The 5th Makati Cinemanila Film Competition is at its most exciting yet, with 16 films from around the globe competing for the top prizes. Awards at stake are the Grand Prize Lino Brocka Award, to be conferred by an international jury of prominent film personalities, the Network for the Promotion of Asian Cinema (NETPAC) Award, the Grand Jury Prize, the Ishmael Bernal Award for Young/Alternative Cinema, Best Actor, Best Actress, Best Documentary, Best Short Film, Best Screenplay, and the Special Jury Prize. The 5th Makati Cinemanila International Film Festival will be formally opened with the awarding of Lifetime Achievement Awards to Filipino-American Hollywood Stars Lou Diamond Philips, Tia Carrere, Rob Schneider, Dean Devlin and Fritz Friedman for their efforts in the plight of Filipino war veterans and their outstanding careers in world entertainment. The opening films are Filipino-American director Gene Cajayon’s “The Debut” and the Philippine premiere of “City of God” by Fernando Meirelles from Brazil. Fellow Lifetime Achievement Awardees are the Star for All Seasons Philippine actress Vilma Santos and Indonesian actress and activist Christine Hakim. Other special guests at this year’s festival are Brazilian director Fernando Meirelles and Czech director Petr Zelenka, Malaysian director U-wei Haju Saari, Scripwriter Prabda Yoon from Thailand, Indonesian director Garin Nugroho and many more. – Makati Cinemanila Film Competion, Philippine Daily Inquirer, Aug 7, 2003 (READ MORE)
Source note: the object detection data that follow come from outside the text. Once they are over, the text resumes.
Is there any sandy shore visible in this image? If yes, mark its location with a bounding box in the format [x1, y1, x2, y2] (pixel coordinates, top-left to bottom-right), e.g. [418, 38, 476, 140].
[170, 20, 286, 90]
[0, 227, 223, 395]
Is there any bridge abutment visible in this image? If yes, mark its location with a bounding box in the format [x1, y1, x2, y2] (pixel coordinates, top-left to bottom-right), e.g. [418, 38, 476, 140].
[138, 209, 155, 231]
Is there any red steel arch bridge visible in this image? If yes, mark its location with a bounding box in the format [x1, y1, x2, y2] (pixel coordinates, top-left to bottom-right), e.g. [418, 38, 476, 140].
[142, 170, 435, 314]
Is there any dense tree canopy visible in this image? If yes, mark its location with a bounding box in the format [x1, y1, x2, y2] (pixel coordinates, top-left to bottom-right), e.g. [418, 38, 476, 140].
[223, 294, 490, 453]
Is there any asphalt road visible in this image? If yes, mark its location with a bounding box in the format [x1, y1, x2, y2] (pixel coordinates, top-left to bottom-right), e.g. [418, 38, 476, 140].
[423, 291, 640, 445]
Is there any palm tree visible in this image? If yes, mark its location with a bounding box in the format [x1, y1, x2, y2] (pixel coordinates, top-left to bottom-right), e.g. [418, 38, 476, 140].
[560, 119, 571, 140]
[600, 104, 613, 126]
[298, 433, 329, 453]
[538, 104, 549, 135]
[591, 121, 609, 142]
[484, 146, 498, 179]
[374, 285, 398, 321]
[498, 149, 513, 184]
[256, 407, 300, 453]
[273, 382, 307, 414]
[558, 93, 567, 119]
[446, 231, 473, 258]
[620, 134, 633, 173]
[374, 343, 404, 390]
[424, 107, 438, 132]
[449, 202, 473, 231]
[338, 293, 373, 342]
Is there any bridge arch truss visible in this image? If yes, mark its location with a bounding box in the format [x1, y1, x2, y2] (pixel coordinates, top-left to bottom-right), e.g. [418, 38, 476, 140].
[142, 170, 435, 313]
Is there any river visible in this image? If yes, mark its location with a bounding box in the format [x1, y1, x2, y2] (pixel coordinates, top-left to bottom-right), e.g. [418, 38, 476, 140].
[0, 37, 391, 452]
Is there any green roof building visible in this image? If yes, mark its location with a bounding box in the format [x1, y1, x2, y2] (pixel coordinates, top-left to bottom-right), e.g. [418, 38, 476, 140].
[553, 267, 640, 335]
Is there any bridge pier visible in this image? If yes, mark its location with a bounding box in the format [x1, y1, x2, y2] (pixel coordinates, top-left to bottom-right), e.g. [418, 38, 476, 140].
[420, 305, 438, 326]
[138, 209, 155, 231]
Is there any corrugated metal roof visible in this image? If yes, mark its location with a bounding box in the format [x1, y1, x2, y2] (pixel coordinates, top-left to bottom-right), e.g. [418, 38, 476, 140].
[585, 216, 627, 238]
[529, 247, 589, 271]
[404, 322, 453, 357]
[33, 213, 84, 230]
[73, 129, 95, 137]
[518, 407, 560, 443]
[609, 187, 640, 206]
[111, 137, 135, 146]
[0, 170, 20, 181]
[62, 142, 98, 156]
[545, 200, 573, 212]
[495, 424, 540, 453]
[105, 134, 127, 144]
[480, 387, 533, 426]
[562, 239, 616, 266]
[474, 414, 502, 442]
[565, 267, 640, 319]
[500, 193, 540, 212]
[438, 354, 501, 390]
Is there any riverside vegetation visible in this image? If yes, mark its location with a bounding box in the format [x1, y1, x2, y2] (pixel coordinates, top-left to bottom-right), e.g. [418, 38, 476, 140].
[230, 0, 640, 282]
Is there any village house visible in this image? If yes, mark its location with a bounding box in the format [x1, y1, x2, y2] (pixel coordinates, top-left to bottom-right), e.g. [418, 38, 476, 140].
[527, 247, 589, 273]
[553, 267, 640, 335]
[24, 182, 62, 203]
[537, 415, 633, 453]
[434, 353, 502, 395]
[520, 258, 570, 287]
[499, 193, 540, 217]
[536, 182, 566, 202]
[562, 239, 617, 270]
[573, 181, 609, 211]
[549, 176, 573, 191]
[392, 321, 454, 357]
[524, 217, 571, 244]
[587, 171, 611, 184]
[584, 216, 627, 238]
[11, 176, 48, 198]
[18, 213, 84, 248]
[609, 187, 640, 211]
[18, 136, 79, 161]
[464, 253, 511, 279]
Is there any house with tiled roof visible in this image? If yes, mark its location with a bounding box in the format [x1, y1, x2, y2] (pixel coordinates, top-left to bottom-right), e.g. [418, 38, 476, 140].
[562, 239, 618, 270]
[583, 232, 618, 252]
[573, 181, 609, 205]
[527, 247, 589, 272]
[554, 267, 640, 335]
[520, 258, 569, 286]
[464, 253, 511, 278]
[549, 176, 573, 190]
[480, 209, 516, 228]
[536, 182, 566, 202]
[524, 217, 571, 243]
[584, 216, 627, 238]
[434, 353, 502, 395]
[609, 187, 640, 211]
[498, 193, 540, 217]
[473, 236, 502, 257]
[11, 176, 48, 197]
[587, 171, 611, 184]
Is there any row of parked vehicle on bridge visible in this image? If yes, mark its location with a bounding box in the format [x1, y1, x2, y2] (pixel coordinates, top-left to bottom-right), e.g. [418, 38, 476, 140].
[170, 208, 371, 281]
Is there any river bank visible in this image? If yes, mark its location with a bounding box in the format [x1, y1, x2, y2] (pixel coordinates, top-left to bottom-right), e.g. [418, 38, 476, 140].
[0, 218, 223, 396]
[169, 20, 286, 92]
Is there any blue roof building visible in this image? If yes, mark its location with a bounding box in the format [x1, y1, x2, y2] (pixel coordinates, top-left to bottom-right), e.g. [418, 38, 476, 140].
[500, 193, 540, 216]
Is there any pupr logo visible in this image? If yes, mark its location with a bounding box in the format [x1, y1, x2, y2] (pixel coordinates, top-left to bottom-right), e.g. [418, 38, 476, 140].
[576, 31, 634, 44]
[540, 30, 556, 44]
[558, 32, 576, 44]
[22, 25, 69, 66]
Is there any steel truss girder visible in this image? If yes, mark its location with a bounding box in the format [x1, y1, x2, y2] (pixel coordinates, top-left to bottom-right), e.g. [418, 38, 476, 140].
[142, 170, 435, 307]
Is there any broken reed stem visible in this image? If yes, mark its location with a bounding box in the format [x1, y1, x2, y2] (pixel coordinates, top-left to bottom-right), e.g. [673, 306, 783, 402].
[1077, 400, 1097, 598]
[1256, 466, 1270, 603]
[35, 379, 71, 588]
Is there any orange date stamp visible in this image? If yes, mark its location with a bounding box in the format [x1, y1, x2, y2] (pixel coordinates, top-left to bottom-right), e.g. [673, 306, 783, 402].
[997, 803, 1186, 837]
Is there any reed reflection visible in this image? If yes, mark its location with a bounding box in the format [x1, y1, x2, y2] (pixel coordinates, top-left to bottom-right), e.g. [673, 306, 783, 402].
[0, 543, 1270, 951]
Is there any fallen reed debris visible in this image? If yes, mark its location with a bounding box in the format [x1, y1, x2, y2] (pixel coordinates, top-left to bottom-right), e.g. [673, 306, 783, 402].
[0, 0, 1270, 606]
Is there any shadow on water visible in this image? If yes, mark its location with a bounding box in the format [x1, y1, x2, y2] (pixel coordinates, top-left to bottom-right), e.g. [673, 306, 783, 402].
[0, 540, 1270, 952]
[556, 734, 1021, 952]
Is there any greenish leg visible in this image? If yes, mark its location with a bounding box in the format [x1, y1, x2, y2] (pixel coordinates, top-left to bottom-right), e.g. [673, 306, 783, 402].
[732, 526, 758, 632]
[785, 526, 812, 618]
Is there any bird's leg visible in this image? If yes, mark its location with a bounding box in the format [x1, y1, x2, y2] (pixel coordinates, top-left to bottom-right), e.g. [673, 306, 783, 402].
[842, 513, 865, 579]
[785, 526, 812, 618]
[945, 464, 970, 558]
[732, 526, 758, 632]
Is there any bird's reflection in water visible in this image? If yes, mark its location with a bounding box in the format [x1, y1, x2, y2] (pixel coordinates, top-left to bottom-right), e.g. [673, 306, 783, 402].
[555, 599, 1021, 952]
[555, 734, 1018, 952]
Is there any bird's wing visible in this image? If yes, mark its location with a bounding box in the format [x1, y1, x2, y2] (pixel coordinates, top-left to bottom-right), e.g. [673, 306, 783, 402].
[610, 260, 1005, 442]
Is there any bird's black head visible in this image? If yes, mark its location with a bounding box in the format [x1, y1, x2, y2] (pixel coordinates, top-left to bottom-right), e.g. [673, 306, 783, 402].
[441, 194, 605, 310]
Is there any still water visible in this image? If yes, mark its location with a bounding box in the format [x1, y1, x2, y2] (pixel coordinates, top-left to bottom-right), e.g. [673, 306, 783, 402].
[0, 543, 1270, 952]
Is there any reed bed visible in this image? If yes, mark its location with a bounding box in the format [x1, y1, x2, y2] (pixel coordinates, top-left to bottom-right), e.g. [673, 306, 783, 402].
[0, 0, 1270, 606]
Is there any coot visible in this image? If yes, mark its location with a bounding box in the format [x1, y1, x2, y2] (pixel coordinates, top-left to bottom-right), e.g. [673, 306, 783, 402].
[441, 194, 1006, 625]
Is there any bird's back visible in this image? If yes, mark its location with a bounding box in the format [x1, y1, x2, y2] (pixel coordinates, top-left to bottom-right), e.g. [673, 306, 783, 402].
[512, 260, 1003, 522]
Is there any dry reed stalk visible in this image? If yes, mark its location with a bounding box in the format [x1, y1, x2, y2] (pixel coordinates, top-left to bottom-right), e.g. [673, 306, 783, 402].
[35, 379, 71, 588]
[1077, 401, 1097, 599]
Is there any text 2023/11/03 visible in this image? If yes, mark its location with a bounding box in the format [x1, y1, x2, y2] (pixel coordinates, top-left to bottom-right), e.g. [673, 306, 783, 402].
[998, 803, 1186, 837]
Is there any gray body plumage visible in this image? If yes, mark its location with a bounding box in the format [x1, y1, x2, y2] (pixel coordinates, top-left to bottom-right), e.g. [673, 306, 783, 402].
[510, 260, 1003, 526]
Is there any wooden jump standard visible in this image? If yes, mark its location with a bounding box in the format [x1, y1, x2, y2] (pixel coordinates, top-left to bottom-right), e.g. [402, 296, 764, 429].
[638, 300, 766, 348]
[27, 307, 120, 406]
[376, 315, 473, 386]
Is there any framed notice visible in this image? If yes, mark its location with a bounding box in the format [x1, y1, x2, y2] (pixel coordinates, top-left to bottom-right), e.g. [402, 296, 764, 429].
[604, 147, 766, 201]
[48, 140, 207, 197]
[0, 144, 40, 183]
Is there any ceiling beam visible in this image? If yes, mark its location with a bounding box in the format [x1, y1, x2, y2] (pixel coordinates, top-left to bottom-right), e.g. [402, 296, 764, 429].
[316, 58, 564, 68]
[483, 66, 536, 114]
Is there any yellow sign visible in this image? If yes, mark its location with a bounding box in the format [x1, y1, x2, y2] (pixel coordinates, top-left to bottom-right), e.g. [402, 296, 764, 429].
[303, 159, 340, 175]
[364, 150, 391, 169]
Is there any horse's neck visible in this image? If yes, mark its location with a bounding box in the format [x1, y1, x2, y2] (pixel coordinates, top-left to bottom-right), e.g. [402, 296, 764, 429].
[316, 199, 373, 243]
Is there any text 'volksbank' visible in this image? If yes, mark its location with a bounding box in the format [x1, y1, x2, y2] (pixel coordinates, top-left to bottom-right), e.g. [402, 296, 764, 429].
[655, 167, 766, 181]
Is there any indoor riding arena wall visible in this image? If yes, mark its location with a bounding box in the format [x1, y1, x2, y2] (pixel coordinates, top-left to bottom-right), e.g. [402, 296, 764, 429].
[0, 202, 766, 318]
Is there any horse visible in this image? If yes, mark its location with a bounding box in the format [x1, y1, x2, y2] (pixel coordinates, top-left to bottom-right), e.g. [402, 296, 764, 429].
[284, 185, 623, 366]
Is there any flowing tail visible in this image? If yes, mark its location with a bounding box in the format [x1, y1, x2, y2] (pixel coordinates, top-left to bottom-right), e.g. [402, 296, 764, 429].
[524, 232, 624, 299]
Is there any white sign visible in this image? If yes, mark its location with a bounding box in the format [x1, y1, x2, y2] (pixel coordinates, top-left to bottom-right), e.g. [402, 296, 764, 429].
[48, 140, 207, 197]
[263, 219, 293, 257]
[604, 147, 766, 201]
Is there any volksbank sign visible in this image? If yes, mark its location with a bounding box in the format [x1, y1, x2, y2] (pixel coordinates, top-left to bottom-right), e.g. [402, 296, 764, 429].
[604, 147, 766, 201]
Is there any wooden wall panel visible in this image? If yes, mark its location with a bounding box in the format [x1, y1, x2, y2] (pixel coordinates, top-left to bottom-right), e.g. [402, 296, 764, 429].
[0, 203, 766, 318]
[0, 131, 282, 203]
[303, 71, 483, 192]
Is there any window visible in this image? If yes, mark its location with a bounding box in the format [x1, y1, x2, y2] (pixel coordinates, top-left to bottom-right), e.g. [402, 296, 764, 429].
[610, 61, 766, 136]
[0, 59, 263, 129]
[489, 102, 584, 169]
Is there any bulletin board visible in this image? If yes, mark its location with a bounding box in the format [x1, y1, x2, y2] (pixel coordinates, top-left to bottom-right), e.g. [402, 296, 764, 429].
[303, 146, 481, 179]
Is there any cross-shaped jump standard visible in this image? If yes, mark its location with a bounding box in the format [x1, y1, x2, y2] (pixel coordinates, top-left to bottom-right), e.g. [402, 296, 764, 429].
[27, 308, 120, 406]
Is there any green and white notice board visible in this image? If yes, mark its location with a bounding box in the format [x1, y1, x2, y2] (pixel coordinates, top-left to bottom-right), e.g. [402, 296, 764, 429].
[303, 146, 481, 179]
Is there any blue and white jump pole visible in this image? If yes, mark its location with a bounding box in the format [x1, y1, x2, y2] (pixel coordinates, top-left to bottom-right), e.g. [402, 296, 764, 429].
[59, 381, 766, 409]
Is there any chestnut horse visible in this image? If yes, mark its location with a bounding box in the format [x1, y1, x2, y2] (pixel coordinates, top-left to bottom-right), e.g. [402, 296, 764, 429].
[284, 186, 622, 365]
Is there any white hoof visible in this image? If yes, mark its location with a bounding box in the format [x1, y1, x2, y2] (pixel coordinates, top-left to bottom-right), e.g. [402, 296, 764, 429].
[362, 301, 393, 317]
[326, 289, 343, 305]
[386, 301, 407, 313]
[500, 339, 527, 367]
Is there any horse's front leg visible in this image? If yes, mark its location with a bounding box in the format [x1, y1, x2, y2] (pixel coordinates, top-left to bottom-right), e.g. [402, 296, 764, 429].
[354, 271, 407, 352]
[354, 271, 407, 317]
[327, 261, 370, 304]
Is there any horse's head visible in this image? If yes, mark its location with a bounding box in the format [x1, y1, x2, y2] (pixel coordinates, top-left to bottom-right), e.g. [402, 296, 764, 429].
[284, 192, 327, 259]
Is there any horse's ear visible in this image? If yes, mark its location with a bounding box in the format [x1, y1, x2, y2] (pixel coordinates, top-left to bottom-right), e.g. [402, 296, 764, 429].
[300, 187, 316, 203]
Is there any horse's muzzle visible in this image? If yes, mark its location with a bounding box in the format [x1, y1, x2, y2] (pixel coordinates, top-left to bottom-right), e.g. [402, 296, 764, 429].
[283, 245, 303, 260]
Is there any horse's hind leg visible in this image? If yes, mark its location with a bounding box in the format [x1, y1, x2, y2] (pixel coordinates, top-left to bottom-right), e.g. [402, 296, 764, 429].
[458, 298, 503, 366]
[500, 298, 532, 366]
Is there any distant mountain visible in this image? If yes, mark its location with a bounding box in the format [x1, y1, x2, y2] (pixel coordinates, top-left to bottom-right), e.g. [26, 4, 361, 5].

Cinemanila best actress and Lipa City Mayor Vilma Santos says she has three options for 2004: to run for reelection, to run for governor of Batangas province, or not to run at all. The Star for all Seasons said this Thursday night after she won the best actress prize for her performance in Chito Rono’s “Dekada ’70,” during Thursday night’s Makati 2003 Cinemanila International Film Festival awards at Onstage in Greenbelt, Makati. Santos said she is taking her time to decide about her political plans, “because being a public official is not an easy job.” “I also have other roles in life that are equally demanding and tiring,” she said in Pilipino. “If I ran in 2004, that would mean I have to prepare myself physically and emotionally for another three years of public service,” Vilma later told Inquirer Entertainment, in a telephone interview the day after the awards night. “It’s not that easy becauise I am also a mother to two boys, and a wife to a senator,” pointed out the wife of Senator Ralph Recto. She and the senator have a 7-year-old son, Ryan Christian. VJ and television host Luis Manzano, 22 is Santos’ son with actor Edu Manzano. Recto was congressman of the fourth and largest district of Batangas province from 1992 to 2001 before he was elected senator in 2001. “As an actress, I am also constrained to my fans, who have stood by me through the years,” said Santos. “That’s why I choose my movies very carefully. I make sure the movies I make have social relevance.” Her best actress win for “Dekada ’70” is her second international acting trophy. She was also the best actress at teh 1999 Brussels International Film Festival in Belgium, for “Bata Bata, Paano Ka Ginawa?” which Rono also directed. “I’m very thankful that people appreciate my work, even if I only make one movie a year, by honoring me with awards like this,” Santos said of her triumph in the Cinemanila film fest. She said that a new movie, which is not as “heavy” as “Dekada ’70” and “Bata, Bata,” is now being planned for her. – Marinel R. Cruz, Philippine Daily Inquirer, Aug 24 2003 (READ MORE)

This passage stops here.